With a preface by the irrepressible Patti Smith, The Divorce is a delightful book of several short amazing stories of chance meetings, bizarre circumstances, and even stranger visions of alternate realities written as only César Aira can

The Divorce tells about a man who takes a vacation from Providence, R.I. in early December to avoid conflicts with his newly divorced wife and small daughter. He travels to Buenos Aires and there, one afternoon, he encounters a series of the most magical coincidences. While sitting at an outdoor café, absorbed in conversation with a talented video artist, a young man with a bicycle is thoroughly drenched by a downpour of water seemingly from rain caught the night before in the overhead awning. The video artist knows the cyclist, who knew a mad hermetic sculptor, whose family used to take the Hindu God Krishna for walks in the neighborhood. More meetings, more whimsical and clever stories continue to weave reality with the absurd until the final, brilliant, wonderful, cataclysmic ending.

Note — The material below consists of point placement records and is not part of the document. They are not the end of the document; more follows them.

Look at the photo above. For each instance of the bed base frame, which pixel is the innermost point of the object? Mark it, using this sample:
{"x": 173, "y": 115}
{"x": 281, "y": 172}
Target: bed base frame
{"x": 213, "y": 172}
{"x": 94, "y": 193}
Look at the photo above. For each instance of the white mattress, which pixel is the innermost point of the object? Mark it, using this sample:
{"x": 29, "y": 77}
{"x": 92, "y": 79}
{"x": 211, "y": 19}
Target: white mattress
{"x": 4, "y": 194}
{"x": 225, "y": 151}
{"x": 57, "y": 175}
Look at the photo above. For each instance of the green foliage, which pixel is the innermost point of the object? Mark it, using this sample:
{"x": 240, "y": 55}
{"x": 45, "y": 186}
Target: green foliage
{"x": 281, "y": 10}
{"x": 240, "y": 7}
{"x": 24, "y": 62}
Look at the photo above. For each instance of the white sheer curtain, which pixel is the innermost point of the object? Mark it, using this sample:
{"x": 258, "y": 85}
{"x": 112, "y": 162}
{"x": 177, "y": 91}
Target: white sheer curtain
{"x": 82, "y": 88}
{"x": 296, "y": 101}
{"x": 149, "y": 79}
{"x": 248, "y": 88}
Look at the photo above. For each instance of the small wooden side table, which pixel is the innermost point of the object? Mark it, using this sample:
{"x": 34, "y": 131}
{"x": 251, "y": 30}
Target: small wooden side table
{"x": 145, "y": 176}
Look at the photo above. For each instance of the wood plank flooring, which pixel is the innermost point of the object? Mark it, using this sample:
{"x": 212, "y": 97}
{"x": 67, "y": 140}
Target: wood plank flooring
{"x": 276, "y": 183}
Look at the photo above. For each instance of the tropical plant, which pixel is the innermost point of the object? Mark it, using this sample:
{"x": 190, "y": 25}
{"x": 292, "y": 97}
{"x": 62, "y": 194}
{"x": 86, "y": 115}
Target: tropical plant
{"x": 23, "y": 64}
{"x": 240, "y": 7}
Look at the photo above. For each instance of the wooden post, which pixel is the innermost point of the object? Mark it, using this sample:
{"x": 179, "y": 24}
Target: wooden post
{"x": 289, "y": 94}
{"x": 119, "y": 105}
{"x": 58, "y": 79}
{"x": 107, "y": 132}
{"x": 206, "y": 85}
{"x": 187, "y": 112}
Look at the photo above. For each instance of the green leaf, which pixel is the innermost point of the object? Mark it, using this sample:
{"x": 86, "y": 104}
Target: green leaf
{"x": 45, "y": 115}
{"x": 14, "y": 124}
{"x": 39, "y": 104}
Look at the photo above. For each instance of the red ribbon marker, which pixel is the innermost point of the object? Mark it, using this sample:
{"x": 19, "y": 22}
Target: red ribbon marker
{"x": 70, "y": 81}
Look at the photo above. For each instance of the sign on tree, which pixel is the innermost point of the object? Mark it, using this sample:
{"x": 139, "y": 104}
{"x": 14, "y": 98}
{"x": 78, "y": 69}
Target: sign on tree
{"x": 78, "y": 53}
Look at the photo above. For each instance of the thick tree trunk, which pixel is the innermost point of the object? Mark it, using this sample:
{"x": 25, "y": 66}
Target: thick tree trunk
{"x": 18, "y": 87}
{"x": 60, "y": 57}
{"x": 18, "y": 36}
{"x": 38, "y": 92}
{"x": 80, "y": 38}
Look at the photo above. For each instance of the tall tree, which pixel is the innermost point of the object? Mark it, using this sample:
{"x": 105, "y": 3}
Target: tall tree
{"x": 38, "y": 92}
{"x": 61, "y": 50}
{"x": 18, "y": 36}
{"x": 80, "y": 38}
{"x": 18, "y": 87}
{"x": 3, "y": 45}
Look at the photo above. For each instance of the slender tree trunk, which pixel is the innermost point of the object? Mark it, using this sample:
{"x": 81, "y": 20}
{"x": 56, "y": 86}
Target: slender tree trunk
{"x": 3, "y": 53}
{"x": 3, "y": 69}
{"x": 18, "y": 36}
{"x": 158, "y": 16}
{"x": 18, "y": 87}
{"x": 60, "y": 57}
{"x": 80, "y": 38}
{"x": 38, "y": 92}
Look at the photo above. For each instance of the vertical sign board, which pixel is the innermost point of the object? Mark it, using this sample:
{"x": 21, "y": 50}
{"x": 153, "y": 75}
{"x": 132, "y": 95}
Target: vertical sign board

"[A] fleeting glance at the deeply strange multitudes living in Aira’s mind palace...marked by not only his characteristically expressive language, but also his willingness to go just about anywhere with a narrative."
― Kirkus

"This prismatic, exquisitely rendered work is from a master at the height of his powers."
― Publishers Weekly (starred review)

"Sui generis is really the only way to accurately describe César Aira. He’s by turns a realist, a magical realist and a surrealist ― and therefore not really any of them. Anything can happen in an Aira novel, and almost everything does."
― Tyler Malone, Los Angeles Times

"We come full circle, to the 'delicate machine' that put everything in motion. In someone else’s hands, this might feel like a trick, but in Aira’s it is magical."
― Sheila Glaser, New York Times Book Review

"The Divorce is a masterful demonstration of focused imagination. Aira chronicles overlapping coincidences, layering memory with temporality and injecting magic into the mundane to create a kaleidoscopic tale of serendipitous meetings that rumbles like an avalanche down a mountain, gathering speed and power as the novel progresses. With lightness and verve, Aira twirls the macro with the micro to create a singular novel whose story turns and turns again until it comes full circle, like “that ‘little steel fairy,’ the bicycle, from whose spinning stories are born."